言語や創造性をはじめとして、意識は生物としての人間らしさの根源にあり、種としての成功に大きく貢献したと言われてきた。なぜ意識=人間の成功の鍵なのか、それはどのように成り立っているのか? これまで数十年にわたって、多くの哲学者や認知科学者は「人間の意識の問題は解決不可能」と結論を棚上げしてきた。その謎に、世界で最も論文を引用されている科学者の一人である南カリフォルニア大学教授のアントニオ・ダマシオが、あえて専門用語を抑えて明快な解説を試みたのが『ダマシオ教授の教養としての「意識」――機械が到達できない最後の人間性』(ダイヤモンド社刊)だ。ダマシオ教授は、神経科学、心理学、哲学、ロボット工学分野に影響力が強く、感情、意思決定および意識の理解について、重要な貢献をしてきた。さまざまな角度の最先端の洞察を通じて、いま「意識の秘密」が明かされる。あなたの感情、知性、心、認識、そして意識は、どのようにかかわりあっているのだろうか。(訳:千葉敏生)

細菌と人間Photo: Adobe Stock

明示的な知性、非明示的な知性の違い

 人間の明示的な知性は、単純でも些細でもない。人間の明示的な知性には心が不可欠であり、心と関連する二つの進化、つまり感情と意識の助けが必要だ。また、知覚、記憶、推論も必要だろう。心の内容(コンテンツ)は、事物や活動を表象する、空間的にマップ化されたパターンに基づいている。
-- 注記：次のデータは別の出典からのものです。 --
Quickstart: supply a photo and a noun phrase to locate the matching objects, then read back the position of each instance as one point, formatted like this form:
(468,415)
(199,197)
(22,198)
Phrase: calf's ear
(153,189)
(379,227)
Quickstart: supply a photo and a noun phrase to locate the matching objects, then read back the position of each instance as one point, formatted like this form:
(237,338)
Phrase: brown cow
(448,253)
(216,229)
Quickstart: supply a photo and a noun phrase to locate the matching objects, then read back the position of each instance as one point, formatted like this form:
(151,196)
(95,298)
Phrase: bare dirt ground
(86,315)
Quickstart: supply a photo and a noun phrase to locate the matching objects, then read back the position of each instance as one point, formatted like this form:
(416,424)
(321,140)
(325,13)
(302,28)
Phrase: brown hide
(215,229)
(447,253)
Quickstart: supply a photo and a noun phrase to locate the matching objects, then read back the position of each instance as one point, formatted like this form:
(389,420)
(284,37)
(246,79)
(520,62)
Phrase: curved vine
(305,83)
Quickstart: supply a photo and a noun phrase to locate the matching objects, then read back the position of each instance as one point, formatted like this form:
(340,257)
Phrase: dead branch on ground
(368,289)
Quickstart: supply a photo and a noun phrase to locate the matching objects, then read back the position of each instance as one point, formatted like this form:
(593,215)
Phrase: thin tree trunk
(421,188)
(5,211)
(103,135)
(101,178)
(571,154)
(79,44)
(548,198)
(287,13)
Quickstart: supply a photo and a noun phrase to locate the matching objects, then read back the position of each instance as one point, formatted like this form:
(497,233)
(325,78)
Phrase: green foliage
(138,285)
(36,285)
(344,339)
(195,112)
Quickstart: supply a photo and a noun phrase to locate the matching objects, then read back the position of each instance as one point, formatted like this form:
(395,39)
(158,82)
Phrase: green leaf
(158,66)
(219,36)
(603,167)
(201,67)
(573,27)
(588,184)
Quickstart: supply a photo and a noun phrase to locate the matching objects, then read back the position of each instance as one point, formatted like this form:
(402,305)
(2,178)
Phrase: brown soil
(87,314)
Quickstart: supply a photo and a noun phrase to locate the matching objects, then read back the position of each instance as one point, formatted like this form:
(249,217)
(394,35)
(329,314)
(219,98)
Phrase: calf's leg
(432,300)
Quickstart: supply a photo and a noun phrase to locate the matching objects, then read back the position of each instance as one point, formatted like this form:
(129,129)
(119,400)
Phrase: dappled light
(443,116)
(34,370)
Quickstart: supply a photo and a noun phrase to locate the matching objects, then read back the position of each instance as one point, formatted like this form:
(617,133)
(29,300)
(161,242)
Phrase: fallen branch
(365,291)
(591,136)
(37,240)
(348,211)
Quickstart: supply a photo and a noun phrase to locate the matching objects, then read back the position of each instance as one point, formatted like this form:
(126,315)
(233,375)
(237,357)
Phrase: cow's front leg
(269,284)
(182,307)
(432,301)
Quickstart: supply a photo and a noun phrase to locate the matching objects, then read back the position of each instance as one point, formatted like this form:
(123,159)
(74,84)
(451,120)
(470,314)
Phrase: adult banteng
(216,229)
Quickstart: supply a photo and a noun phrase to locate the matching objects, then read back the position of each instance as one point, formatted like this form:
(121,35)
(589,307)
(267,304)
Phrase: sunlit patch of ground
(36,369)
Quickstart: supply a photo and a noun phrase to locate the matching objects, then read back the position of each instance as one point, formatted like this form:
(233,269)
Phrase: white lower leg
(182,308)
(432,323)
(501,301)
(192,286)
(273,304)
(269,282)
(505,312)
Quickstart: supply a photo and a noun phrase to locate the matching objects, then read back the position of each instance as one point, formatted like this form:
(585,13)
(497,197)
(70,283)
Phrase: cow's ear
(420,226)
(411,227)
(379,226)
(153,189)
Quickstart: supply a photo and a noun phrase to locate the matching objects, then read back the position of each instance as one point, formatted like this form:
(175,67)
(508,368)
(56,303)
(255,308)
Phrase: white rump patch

 まず、その心の内容というのは、私たち自身の生体の内部と周囲の世界、その両方において私たちが知覚する事物や活動に対応している。私たちが構築した、空間的にマップ化されたパターンの内容は、心で調べることが可能だ。

 心の所有者たる私たちは、特定のパターンについて考えながら、そのパターンのさまざまな「量」や「広がり」を調べることができる。さらに、そのパターンの所有者たる私たちは、特定の事物との比較によって、そのパターンの構造を心で調べ、たとえば本来の事物との「類似」の度合いについて考察することもできる。

 そして最後に、心の内容は操作可能だ。つまり、パターンの所有者たる私たちは、心の中でそのパターンをばらばらに分解し、それをさまざまな方法で並べ替え、まったく新しいパターンを生み出すことができるのだ。何か問題を解決しようとしているとき、私たちが解決策を探るなかで行う分解や並べ替えに当たるのが、「推論」と呼ばれる作業だ。
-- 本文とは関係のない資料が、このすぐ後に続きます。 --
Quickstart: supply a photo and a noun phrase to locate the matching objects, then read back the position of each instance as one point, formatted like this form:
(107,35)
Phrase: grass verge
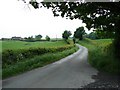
(100,57)
(37,61)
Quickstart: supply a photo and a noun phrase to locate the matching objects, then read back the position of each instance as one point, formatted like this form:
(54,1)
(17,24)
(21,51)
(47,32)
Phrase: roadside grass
(37,61)
(0,46)
(14,45)
(100,55)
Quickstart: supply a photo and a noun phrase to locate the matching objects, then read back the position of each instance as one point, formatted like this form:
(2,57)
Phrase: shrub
(13,56)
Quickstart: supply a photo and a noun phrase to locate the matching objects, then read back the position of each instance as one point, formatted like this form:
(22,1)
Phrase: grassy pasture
(20,56)
(25,45)
(100,55)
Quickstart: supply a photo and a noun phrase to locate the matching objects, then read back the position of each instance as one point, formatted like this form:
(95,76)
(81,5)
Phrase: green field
(0,46)
(20,56)
(25,45)
(101,55)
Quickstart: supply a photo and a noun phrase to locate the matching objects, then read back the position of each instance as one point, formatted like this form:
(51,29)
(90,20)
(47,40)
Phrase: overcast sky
(16,19)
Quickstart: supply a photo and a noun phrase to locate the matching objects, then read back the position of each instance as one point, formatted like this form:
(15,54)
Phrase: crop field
(0,46)
(25,45)
(30,55)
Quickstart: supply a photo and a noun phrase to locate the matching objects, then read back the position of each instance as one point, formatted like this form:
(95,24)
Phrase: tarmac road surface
(70,72)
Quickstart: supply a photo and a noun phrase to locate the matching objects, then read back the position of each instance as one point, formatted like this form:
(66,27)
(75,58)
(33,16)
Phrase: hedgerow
(12,56)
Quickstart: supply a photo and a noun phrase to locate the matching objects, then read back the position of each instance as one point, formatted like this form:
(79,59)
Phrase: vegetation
(37,61)
(47,38)
(94,14)
(11,56)
(14,45)
(38,37)
(79,33)
(66,34)
(101,55)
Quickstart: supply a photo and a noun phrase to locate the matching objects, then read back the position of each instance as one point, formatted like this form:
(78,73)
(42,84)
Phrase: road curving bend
(70,72)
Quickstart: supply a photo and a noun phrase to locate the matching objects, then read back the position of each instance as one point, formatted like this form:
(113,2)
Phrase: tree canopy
(79,33)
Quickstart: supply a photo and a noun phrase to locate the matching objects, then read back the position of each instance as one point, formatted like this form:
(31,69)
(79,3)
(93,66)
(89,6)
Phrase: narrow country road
(70,72)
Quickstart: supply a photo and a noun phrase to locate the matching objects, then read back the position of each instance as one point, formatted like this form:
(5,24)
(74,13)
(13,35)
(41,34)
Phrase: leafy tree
(94,14)
(47,38)
(38,37)
(66,34)
(79,33)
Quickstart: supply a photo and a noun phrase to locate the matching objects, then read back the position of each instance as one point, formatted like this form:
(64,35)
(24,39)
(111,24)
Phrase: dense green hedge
(12,56)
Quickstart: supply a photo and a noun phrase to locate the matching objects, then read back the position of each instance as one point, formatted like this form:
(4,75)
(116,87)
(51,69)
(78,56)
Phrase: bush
(13,56)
 心を構成する心的パターンを指す際に便利なのは、イメージという単語を使うことだ。私の言うイメージとは、必ずしも「視覚的」なイメージだけでなく、視覚をはじめとして、聴覚、触覚、内臓感覚なども含めた、主要な感覚系が生み出すあらゆるパターンを意味する。実際、私たちは心の中でクリエイティブに遊んでいるとき、想像力を使うはずだ。

 対して、細菌の知性は非明示的であり、隠れている。細菌の知性が企んでいることは、傍(はた)で見ている観察者にはまったく見えないし、これがいちばん重要なのだが、その知的な生物自身にも見えない。うっぷんを抱える私たち観察者にとってわかるのは、問題解決のはじまりと終わり、つまり疑問と答えだけなのだ。もっとも、その生物自身は、観察者である私たちよりも、さらに状況を理解できていないだろうが。
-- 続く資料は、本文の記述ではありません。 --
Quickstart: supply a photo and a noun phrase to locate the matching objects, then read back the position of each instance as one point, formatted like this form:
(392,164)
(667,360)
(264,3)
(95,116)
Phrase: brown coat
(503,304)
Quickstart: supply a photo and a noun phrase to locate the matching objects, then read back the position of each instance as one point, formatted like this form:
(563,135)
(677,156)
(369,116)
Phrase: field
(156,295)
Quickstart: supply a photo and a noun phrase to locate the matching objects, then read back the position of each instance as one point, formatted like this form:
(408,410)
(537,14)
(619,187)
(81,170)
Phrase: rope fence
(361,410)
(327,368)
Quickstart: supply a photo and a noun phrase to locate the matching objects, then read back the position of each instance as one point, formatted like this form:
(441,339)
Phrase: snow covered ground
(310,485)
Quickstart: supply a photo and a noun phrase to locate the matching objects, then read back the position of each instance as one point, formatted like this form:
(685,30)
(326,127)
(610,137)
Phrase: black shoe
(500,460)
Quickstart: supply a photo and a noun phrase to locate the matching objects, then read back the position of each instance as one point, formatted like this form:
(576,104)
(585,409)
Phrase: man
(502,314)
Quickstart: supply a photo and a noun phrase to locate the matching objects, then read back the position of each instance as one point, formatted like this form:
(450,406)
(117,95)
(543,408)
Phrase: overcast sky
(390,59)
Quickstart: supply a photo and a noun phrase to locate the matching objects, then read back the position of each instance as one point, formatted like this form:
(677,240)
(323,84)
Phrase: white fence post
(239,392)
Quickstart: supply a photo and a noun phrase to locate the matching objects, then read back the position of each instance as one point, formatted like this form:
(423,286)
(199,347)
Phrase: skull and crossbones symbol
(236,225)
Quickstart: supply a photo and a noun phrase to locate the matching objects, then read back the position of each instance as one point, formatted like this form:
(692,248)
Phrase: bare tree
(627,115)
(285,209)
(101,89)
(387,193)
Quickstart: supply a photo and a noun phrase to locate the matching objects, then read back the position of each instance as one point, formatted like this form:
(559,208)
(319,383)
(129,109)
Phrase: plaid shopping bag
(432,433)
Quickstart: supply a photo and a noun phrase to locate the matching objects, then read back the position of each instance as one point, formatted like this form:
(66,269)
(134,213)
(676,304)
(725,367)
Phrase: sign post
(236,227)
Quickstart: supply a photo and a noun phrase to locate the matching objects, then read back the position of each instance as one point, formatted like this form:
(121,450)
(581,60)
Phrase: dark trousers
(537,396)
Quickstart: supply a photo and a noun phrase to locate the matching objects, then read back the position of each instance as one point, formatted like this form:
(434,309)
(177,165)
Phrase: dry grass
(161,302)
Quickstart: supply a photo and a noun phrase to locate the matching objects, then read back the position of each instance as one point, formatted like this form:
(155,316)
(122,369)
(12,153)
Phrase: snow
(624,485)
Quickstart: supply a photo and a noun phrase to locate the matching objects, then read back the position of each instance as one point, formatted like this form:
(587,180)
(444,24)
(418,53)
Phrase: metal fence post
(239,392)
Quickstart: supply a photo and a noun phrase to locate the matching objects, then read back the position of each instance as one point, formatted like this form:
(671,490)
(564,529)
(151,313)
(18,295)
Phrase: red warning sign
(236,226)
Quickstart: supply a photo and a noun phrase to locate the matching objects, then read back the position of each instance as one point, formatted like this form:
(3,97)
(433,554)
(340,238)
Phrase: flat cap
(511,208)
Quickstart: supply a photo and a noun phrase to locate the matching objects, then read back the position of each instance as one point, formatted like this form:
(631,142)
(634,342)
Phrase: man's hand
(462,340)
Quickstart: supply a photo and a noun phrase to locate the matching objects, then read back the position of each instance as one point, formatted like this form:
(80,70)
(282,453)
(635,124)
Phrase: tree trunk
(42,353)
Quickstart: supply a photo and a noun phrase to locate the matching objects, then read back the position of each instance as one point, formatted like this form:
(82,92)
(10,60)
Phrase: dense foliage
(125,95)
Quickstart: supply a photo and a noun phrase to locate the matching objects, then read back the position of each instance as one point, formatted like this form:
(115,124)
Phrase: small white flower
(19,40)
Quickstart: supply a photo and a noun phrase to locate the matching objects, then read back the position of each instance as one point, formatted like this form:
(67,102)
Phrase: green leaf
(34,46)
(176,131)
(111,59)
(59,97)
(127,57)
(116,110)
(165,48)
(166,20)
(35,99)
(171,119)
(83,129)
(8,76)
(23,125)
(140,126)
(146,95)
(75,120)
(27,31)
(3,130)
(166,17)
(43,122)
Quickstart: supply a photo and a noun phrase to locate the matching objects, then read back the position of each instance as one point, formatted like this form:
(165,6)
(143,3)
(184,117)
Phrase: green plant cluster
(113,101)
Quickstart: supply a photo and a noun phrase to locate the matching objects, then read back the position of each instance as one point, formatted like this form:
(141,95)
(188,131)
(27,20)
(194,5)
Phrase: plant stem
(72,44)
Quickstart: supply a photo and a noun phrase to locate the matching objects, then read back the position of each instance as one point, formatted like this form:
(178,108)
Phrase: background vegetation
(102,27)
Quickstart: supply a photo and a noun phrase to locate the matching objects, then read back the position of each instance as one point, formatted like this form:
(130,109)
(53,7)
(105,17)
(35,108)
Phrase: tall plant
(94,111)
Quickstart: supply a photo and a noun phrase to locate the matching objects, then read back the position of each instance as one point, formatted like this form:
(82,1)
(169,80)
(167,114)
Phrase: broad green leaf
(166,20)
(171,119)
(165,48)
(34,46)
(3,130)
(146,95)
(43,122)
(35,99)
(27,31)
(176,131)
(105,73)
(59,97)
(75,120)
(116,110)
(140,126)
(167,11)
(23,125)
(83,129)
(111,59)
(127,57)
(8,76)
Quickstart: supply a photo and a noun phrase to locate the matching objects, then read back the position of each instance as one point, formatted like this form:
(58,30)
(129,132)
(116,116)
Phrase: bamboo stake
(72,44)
 私たちの知る限り、知的な細菌の内部には、周囲や体内の事物や活動を表すパターンを構築する手立てはないし、イメージに類するものもない。したがって、推論と呼べるようなものもまた存在しない。それでも、知的な行動は、明瞭な生体電気的計算に基づいて見事に機能する。その機能範囲は狭く(とはいえ単純ではない)、ある生物の肉体的な鎧(よろい)の内側、分子レベルや分子より小さなレベルにとどまるのだ。

 これで、2種類の知性を形容する主な単語を、わかりやすく並列できるようになった。一つは、密かで、隠れていて、深淵で、非明示的な種類の知性。もう一つは、明白で、あからさまで、明示的で、マップ化された、心を備えた知性だ。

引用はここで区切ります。